This unique programme draws on Patricia Crittenden’s Dynamic Maturational Model of attachment and we pride ourselves in taking a systemic, non- blaming culturally aware approach to the contribution attachment studies can make to alleviating human suffering. Our aim is to prepare you to be at the forefront of the next generation of attachment scholars.
You will also learn to conduct a wide range of assessment procedures and achieve clinical or research levels of reliability in analysing the results. Assessment includes physiological measures such as cortisol, EEG and heart rate variability. You will also be able to formulate intervention and treatment plans and select the therapeutic approach which is most likely to help your client.
You will develop sound foundations in attachment theory, current developments in neuro-science, research and practice, and broaden your observation and assessment skills, which are crucial to both research and practice. For example, you will observe and record human attachment in natural settings, where you will need to be aware of your own impact on the subjects you are studying. You will also be trained in the infant CARE-Index, and other procedures for screening for risk in children’s development. While attachment theory is traditionally focused on children, this course incorporates assessments of attachment applicable to older children, adults, families and wider social networks.
There is an integrated focus on practice and research, making this course invaluable for students interested in a research career in the field of attachment studies. Examples of PhD student’s research areas include the physiology of developmental trauma (PTSD) in children, attachment and family systems, the effectiveness of play therapy with traumatised children, the impact of early trauma on parents who abuse or neglect their children, and attachment in chimpanzees that are reared by humans.
Initial modules will give you a historical and contemporary understanding of attachment theory, laying the groundwork for you to be able to critically evaluate the conclusions and therapeutic outcomes. You will also look at one of the most common practical procedures using attachment theory, the infant CARE-Index. This module will give you the knowledge to assesses the relationship between children, aged from 1 day to 15 months, and their carer (usually a parent or legal guardian), through a play-based framework. This procedure provides a screening tool for clinicians working with at risk families and gives a thorough grounding in the development of attachment and exploration.
In the second part of the course you learn to code the Adult Attachment Interview which assesses how adults process information about their childhood and how this impacts on their behaviour in the present. You also have the opportunity on the course to learn to implement and analyse the Strange Situation procedure, Pre-school Assessment of Attachment; Narrative Story Stems using the Child Attachment and Play Assessment and the Meaning of the Child to the Parent (a central part of parenting assessments).

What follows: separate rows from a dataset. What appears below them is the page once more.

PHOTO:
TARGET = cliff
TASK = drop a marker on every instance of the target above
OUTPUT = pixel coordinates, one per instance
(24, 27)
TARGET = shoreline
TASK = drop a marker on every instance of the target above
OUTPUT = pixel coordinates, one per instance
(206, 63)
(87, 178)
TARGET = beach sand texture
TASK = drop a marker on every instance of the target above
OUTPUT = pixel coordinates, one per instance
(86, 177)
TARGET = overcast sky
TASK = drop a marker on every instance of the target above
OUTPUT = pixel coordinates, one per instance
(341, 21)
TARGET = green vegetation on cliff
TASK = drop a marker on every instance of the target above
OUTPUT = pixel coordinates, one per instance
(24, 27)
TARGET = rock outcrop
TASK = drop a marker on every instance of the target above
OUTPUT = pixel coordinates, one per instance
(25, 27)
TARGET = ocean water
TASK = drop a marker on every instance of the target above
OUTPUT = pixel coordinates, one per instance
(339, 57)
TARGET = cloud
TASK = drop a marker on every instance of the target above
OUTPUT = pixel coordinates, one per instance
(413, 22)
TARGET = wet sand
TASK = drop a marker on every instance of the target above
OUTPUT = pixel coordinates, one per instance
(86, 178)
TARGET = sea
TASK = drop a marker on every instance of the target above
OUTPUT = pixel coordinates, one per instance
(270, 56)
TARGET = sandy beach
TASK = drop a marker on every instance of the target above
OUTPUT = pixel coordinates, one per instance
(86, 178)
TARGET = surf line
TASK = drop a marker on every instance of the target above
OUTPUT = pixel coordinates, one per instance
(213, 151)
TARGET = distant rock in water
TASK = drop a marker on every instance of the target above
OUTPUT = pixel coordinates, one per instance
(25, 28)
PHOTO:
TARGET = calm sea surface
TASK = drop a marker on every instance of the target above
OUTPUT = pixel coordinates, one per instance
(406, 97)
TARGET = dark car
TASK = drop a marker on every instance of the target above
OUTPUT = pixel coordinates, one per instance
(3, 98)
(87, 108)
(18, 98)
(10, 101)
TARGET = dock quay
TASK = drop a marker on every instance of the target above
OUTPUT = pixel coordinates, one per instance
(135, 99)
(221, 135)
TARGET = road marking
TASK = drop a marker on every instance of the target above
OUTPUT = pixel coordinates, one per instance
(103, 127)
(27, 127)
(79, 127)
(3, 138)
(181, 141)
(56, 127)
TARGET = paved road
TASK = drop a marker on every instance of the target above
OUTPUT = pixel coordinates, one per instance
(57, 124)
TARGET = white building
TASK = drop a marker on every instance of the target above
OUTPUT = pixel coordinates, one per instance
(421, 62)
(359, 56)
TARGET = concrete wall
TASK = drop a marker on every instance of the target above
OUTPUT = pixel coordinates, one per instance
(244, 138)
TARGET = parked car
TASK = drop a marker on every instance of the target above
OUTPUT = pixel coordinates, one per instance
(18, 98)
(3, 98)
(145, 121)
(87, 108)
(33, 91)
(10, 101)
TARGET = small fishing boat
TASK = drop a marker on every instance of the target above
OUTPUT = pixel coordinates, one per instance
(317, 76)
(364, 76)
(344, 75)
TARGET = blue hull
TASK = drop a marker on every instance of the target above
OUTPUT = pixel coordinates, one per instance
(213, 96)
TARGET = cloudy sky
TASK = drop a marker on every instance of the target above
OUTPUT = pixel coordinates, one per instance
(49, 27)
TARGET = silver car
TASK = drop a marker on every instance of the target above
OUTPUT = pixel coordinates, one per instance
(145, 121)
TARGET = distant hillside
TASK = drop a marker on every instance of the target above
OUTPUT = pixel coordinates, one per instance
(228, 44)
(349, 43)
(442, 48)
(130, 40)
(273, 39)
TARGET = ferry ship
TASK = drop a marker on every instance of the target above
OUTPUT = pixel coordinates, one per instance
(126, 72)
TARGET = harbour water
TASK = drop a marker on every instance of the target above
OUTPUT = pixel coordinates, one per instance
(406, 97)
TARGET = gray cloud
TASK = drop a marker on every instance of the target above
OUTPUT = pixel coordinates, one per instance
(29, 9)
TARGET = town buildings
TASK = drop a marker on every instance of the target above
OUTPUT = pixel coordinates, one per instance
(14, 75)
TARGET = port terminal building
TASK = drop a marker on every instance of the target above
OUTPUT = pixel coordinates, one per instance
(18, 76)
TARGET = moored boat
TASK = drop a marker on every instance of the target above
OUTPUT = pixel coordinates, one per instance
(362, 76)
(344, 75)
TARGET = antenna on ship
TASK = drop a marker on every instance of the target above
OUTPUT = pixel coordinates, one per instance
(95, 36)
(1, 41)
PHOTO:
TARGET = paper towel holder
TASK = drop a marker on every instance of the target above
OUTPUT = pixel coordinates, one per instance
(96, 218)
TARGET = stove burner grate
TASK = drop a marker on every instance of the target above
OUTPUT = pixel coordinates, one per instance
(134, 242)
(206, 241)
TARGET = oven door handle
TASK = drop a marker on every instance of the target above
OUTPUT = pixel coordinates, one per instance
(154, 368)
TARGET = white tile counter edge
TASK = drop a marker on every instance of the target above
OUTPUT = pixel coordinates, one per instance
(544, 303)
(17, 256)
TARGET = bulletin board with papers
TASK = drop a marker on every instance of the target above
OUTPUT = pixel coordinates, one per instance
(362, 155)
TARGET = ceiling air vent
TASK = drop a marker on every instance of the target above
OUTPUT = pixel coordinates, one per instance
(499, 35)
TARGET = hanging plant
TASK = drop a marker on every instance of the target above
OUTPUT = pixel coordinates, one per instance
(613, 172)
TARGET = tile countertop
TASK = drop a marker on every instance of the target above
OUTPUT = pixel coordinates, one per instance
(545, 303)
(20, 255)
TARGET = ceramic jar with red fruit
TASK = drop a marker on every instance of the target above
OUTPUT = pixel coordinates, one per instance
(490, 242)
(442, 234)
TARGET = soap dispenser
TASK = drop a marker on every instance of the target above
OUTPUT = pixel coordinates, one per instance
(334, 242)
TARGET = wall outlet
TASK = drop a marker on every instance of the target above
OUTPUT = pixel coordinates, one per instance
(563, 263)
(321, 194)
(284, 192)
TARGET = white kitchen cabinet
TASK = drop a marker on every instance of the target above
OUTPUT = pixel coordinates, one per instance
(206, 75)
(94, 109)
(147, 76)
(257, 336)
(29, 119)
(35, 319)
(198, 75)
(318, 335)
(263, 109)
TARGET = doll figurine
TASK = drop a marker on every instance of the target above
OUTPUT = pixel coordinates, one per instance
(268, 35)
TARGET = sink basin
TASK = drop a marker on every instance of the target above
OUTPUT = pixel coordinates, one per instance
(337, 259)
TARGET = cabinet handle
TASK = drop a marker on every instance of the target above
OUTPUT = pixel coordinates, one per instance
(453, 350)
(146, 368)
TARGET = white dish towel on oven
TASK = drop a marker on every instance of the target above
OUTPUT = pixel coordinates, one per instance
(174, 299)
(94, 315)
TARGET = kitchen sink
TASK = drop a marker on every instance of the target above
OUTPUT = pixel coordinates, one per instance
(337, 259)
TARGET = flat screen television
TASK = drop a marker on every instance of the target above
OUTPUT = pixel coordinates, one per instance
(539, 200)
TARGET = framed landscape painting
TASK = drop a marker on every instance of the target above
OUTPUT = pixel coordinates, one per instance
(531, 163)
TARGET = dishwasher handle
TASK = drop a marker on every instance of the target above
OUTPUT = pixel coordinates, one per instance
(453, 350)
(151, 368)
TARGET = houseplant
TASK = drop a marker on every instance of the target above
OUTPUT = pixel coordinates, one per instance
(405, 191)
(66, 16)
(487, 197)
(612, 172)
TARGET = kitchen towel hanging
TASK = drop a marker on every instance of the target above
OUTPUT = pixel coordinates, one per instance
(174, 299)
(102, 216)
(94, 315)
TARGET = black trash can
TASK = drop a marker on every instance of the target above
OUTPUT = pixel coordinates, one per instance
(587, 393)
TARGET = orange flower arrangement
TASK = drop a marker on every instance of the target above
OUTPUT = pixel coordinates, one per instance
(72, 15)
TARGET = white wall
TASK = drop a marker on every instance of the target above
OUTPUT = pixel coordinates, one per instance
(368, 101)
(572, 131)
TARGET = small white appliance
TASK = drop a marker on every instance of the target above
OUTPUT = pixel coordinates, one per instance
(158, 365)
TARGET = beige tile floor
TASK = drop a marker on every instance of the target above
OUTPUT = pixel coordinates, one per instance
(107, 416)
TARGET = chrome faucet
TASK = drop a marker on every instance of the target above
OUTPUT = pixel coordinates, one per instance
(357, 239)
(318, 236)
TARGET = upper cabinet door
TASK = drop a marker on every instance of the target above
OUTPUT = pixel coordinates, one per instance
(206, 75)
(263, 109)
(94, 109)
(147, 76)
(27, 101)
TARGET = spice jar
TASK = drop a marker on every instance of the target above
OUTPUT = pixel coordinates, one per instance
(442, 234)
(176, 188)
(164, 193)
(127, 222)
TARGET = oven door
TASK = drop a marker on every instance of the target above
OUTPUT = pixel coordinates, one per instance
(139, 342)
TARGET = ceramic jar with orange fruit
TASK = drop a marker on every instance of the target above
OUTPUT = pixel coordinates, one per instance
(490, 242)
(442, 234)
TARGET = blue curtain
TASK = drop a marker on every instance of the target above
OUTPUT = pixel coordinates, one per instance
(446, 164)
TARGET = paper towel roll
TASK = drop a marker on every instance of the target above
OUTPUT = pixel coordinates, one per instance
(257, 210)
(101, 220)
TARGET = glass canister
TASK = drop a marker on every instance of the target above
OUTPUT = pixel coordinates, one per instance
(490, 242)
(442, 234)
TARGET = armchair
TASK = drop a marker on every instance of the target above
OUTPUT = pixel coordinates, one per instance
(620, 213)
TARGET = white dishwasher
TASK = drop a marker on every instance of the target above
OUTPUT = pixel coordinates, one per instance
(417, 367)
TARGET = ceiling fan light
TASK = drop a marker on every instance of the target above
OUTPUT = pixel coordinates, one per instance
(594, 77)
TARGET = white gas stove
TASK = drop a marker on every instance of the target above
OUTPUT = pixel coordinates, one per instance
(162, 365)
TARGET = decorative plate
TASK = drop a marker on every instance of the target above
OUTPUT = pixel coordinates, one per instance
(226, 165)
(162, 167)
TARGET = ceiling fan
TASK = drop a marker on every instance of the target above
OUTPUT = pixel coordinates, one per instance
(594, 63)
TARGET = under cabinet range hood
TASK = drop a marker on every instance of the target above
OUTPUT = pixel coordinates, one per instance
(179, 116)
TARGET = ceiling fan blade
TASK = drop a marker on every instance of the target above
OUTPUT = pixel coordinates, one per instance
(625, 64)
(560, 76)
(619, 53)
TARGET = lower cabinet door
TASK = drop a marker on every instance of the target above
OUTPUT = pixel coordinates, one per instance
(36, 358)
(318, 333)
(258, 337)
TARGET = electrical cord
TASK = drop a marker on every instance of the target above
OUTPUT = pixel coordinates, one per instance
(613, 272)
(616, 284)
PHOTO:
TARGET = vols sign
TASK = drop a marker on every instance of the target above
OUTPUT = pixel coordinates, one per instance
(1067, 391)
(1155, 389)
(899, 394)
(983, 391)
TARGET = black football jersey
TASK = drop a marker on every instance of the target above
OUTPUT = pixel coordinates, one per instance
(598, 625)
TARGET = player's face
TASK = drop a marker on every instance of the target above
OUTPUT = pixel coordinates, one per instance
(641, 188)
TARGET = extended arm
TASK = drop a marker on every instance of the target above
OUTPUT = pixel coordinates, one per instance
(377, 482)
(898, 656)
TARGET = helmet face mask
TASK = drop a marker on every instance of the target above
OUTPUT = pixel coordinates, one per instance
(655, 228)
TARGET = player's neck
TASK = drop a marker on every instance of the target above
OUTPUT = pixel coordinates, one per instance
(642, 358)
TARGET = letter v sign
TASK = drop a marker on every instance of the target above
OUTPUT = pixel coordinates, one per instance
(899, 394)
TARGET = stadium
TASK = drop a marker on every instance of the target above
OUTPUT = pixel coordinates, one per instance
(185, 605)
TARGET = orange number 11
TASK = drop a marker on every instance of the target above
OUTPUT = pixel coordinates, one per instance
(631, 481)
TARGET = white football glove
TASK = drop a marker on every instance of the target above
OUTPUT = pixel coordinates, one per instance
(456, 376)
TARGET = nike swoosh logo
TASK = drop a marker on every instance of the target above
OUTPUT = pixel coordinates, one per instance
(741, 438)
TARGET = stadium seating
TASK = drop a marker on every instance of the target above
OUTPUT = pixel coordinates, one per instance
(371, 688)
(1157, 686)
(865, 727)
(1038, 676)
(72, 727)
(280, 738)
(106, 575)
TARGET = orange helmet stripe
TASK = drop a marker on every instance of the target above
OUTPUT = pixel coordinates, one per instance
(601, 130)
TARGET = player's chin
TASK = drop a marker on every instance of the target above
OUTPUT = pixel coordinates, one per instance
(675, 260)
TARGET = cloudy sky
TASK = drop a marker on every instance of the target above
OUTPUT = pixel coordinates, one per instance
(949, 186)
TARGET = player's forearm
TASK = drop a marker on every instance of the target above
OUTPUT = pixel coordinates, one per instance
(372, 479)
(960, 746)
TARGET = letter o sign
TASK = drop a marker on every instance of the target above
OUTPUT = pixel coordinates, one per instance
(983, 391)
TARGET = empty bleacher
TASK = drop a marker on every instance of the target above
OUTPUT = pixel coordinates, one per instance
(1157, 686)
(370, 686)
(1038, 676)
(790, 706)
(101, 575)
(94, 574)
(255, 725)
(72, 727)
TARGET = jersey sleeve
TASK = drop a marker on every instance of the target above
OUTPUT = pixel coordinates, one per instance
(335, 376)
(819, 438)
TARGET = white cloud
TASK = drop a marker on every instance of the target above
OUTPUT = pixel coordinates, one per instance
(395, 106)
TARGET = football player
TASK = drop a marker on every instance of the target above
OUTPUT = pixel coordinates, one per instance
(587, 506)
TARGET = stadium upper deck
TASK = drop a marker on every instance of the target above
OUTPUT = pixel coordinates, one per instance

Another key module will introduce you to the importance of naturalistic observation, which is the practice of observing naturally occurring behaviour, as a means of understanding human attachment. This module will focus not only on the traditional mother-child relationship, but encourage you to observe behaviour in older children, adults, family and wider systems including institutions, local and more complex communities. In building your practical observation skills, you will learn about the development of attachment in safe or typical children, and how these skills are used for the purpose of clinical assessment.
Other modules, for example the Clinical Intervention Seminars, are designed to help you understand the application of attachment theory and research in forensic settings, for example, helping you to be able to produce assessment reports, which are increasingly used in courts.